What is Agentic AI? A 2026 Guide to AI Agents & Agentic Apps | Claritty

Guide

What is Agentic AI?

Agentic AI is artificial intelligence that acts on its own toward a goal. Instead of only answering a prompt, it reasons about what to do, uses tools and integrations, and takes real actions, with a human in the loop where it matters.

Agentic AI vs. traditional AI

Most AI you have used is reactive: you send a message, it sends one back. Agentic AI is proactive and autonomous, it owns an outcome, not just a reply.

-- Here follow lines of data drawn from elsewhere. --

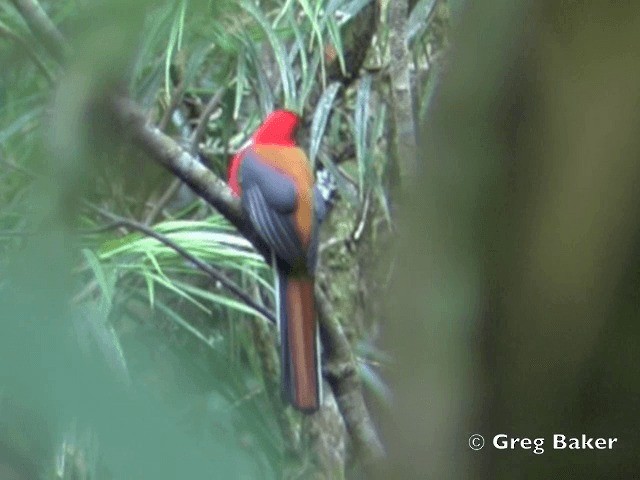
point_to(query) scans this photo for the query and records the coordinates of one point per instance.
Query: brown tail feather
(301, 339)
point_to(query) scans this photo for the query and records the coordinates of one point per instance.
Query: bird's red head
(277, 129)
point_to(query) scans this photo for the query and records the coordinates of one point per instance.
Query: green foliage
(127, 309)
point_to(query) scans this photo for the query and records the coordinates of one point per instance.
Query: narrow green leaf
(286, 73)
(319, 122)
(106, 287)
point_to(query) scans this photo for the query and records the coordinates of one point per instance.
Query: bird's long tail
(301, 379)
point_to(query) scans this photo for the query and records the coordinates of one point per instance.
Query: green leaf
(286, 73)
(319, 122)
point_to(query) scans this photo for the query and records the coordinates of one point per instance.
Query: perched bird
(273, 178)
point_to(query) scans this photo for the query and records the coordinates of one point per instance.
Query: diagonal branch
(43, 28)
(342, 372)
(205, 267)
(164, 150)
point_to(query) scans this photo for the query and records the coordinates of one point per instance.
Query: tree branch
(43, 28)
(404, 140)
(164, 150)
(341, 367)
(205, 267)
(342, 374)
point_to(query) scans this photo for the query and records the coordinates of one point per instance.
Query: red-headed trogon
(275, 182)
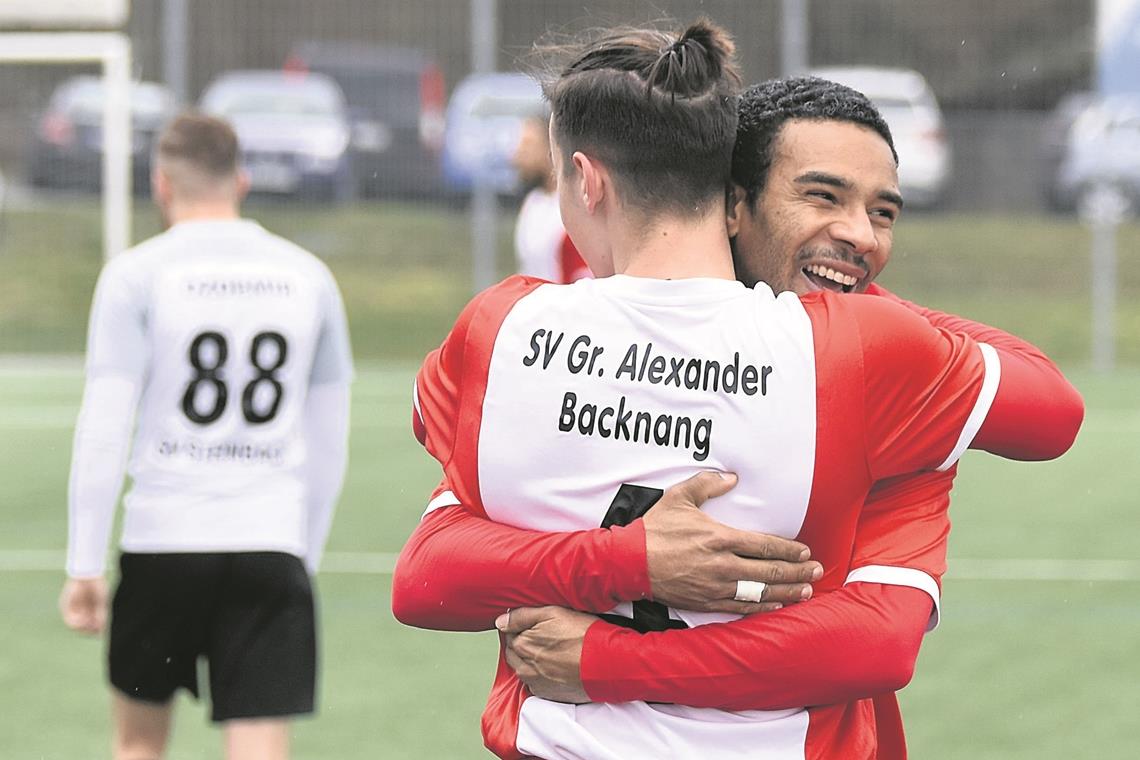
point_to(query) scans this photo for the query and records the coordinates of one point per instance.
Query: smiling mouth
(829, 279)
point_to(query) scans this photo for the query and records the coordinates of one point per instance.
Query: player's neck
(197, 212)
(674, 248)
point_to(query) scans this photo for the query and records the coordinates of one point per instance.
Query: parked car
(908, 103)
(293, 130)
(1055, 138)
(1102, 149)
(483, 123)
(395, 99)
(66, 149)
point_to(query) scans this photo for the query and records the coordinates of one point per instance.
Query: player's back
(234, 317)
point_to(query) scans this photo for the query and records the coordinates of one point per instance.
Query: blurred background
(379, 135)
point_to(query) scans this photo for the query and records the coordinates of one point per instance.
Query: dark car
(293, 130)
(66, 149)
(396, 101)
(485, 120)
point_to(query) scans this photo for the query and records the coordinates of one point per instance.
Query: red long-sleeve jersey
(803, 655)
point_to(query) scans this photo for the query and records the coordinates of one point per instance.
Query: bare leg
(141, 728)
(258, 738)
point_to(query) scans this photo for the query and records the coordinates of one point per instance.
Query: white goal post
(113, 51)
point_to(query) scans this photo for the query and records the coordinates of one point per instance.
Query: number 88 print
(208, 364)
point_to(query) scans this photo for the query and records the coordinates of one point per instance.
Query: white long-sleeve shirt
(231, 346)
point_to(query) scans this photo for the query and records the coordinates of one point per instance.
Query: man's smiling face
(825, 217)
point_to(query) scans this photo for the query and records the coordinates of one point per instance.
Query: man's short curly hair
(766, 106)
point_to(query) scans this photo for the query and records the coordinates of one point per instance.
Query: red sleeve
(571, 267)
(459, 571)
(902, 534)
(851, 644)
(1036, 413)
(811, 653)
(923, 392)
(448, 390)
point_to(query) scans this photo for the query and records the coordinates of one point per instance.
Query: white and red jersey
(221, 328)
(542, 246)
(545, 401)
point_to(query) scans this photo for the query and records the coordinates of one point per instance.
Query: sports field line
(381, 563)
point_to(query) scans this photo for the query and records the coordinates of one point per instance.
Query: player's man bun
(658, 108)
(694, 62)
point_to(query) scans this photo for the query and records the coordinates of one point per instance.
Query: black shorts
(250, 614)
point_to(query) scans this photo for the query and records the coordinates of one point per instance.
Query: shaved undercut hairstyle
(658, 108)
(765, 107)
(197, 153)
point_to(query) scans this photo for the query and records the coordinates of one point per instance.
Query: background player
(231, 344)
(542, 246)
(787, 129)
(594, 207)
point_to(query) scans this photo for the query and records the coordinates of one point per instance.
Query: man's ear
(242, 185)
(593, 180)
(737, 204)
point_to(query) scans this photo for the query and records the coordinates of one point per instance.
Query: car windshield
(389, 94)
(273, 98)
(489, 106)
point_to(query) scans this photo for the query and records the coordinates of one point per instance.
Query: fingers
(774, 571)
(762, 546)
(520, 619)
(700, 488)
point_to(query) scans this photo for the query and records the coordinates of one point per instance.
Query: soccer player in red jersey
(542, 246)
(880, 560)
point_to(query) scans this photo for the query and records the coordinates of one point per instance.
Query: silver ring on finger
(750, 590)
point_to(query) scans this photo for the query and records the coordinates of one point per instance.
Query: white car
(906, 101)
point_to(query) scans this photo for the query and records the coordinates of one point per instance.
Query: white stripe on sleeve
(894, 575)
(980, 408)
(445, 499)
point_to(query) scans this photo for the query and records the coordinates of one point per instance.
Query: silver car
(293, 129)
(908, 104)
(1101, 150)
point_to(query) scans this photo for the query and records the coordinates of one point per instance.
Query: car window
(489, 106)
(236, 99)
(86, 97)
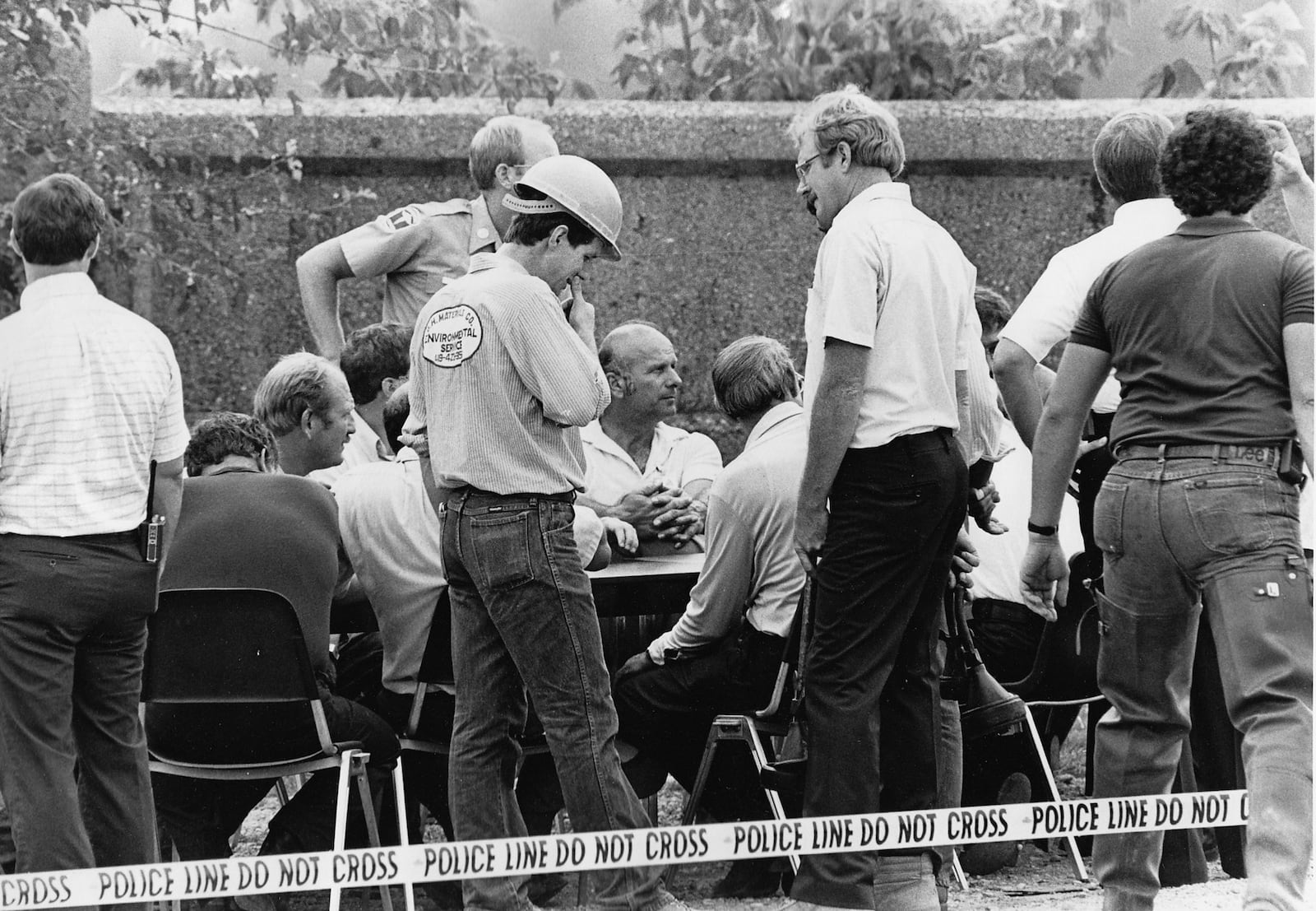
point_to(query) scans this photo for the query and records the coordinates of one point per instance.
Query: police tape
(594, 851)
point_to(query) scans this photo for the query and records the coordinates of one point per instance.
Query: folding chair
(1063, 676)
(243, 648)
(772, 720)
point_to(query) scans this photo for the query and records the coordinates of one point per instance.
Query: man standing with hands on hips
(883, 491)
(78, 575)
(506, 381)
(1201, 509)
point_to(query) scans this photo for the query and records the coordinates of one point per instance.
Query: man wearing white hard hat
(506, 379)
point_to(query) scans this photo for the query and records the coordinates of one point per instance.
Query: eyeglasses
(802, 170)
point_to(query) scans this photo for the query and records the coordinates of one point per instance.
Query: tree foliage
(894, 49)
(1252, 55)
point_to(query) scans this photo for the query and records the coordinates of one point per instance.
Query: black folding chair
(436, 667)
(243, 648)
(772, 720)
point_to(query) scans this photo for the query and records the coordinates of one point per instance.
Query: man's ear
(558, 236)
(618, 383)
(506, 175)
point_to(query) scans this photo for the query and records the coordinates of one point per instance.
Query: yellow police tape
(592, 851)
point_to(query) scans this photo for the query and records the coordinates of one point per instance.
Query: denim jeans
(524, 619)
(1226, 532)
(873, 698)
(72, 634)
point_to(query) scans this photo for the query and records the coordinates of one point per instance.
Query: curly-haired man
(1201, 509)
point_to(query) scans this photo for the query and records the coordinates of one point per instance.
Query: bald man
(640, 469)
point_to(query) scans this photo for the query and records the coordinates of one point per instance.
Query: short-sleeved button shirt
(677, 457)
(76, 366)
(1050, 311)
(419, 249)
(892, 279)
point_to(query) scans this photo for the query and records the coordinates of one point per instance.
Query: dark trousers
(72, 634)
(199, 816)
(666, 711)
(873, 698)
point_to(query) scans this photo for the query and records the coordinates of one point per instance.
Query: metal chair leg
(1076, 858)
(372, 812)
(340, 823)
(739, 728)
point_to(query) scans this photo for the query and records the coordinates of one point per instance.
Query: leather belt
(1256, 454)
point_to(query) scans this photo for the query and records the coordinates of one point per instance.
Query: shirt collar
(773, 417)
(1210, 225)
(482, 221)
(1142, 210)
(368, 435)
(61, 285)
(482, 263)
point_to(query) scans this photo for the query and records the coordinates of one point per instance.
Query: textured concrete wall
(716, 241)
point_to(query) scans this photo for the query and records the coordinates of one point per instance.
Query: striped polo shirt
(503, 383)
(90, 394)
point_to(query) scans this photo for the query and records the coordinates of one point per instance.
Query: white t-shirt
(1002, 555)
(892, 279)
(1050, 309)
(677, 457)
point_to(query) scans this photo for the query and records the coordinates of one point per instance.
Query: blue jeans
(72, 634)
(524, 619)
(1224, 532)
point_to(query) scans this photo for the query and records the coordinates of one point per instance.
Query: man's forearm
(1015, 369)
(1053, 461)
(833, 415)
(1298, 199)
(438, 494)
(1082, 373)
(169, 503)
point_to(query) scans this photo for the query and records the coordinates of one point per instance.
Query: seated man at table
(307, 404)
(243, 526)
(640, 469)
(375, 361)
(394, 540)
(724, 652)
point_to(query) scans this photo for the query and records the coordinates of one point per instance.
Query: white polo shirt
(1050, 309)
(364, 448)
(90, 394)
(892, 279)
(675, 457)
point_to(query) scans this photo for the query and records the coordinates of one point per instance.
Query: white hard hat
(578, 187)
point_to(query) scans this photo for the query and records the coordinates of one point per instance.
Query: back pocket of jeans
(1109, 516)
(502, 549)
(1230, 514)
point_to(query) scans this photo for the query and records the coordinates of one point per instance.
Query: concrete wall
(717, 245)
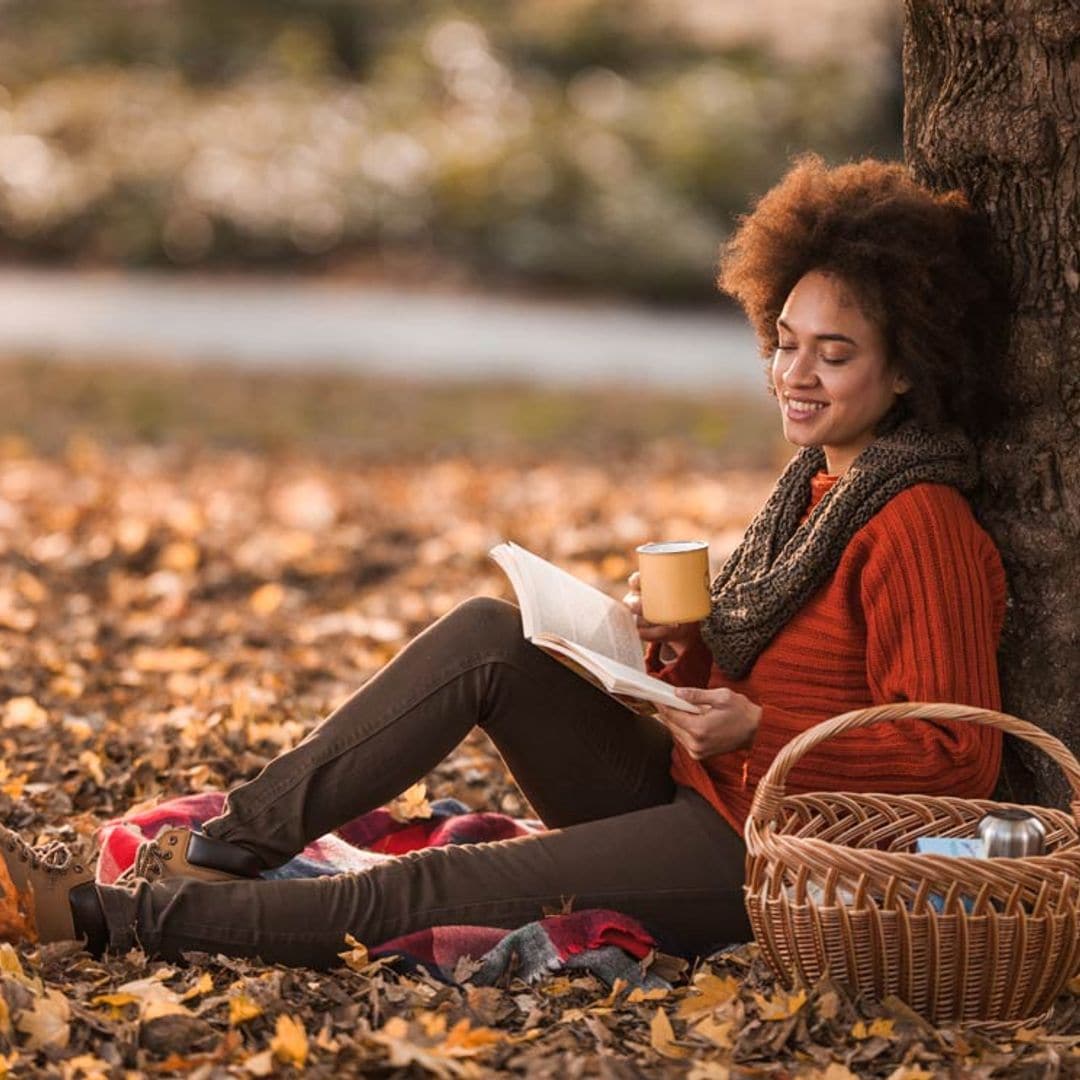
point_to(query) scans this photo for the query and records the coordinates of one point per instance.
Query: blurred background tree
(569, 144)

Traditional AI (chatbots, copilots)

  • Responds to a single prompt
  • Suggests; the human executes
  • No memory of the goal across steps
  • Answers “what should I do?”

Agentic AI

  • Plans and runs a sequence of steps
  • Uses tools/integrations to act on real data
  • Works toward a defined goal, end to end
  • Actually does the task

How agentic AI works

An agentic system runs a loop: it perceives the situation, reasons about the next best step, acts through a tool, observes the result, and repeats until the goal is met.

Reason

A model (e.g. Claude) plans the next step from the goal and current state.

Act with tools

It calls tools and integrations (Gmail, Slack, a database, an API) to fetch or change real data.

Observe & loop

It reads the result and decides the next step, repeating until the outcome is delivered.

Stay bounded

A workflow, budget, and human-in-the-loop keep it reliable and safe.

AI agents vs. agentic workflows vs. agentic apps

These terms are related but distinct:

  • AI agent, a single reasoning unit with a goal and a set of tools.
  • Agentic workflow, how agents are orchestrated: a fixed pipeline of steps (a DAG), or an autonomous coordinator that delegates to specialist agents at runtime (a team).
  • Agentic app, a real product built from agents + a workflow + a trigger + data + a UI, that runs on its own and delivers an outcome to a user.

What can you build with agentic AI?

Agentic AI shines on recurring, multi-step work that used to need a person. Common agentic apps include:

Inbox triage, sort, summarize and flag important email
Lead qualification, score and route inbound leads
Invoice & finance ops, extract, audit and reconcile invoices
Standup digests, assemble daily updates from your tools
Brand & competitor monitoring, watch mentions and alert you
Support triage, categorize tickets and draft replies

How to build an agentic app

You don’t need to wire up infrastructure to ship agentic AI. With Claritty you describe the app in plain language, or build it with Claude Code, Cursor or any AI tool, and Claritty composes the agents, workflow and widget, then deploys and hosts it so it runs on its own across 32 tools. No code, no DevOps.

Agentic AI FAQ

What is agentic AI in simple terms?

Agentic AI is AI that does work on its own. Instead of only replying to a prompt, it is given a goal, decides what steps to take, calls tools and integrations, and carries out real actions, like triaging an inbox, qualifying a lead, or reconciling an invoice, with a human in the loop where it matters.

What is the difference between agentic AI and a chatbot?

A chatbot responds to a message and stops. Agentic AI is proactive and autonomous: it plans a sequence of steps, uses tools to fetch and change data, and completes a task end to end. A chatbot answers "what should I do?"; an agentic app actually does it.

What is the difference between an AI agent and an agentic app?

An AI agent is a single reasoning unit with a goal and a set of tools. An agentic app packages one or more agents into a real product, with a workflow, a trigger (a schedule or an event), a data model, and a UI/widget, that runs on its own and delivers an outcome to a user.

Do I need to know how to code to build agentic AI?

No. With a platform like Claritty you describe the app in plain language and it builds, deploys and hosts a real agentic app. Developers can also build with Claude Code, Cursor or any AI tool for full control.

Is agentic AI safe and reliable?

Well-built agentic apps are bounded: they run defined workflows, act through vetted tools/integrations, and keep a human in the loop for high-stakes actions. Reliability comes from clear goals, guardrails, and observability, not from letting a model do anything unchecked.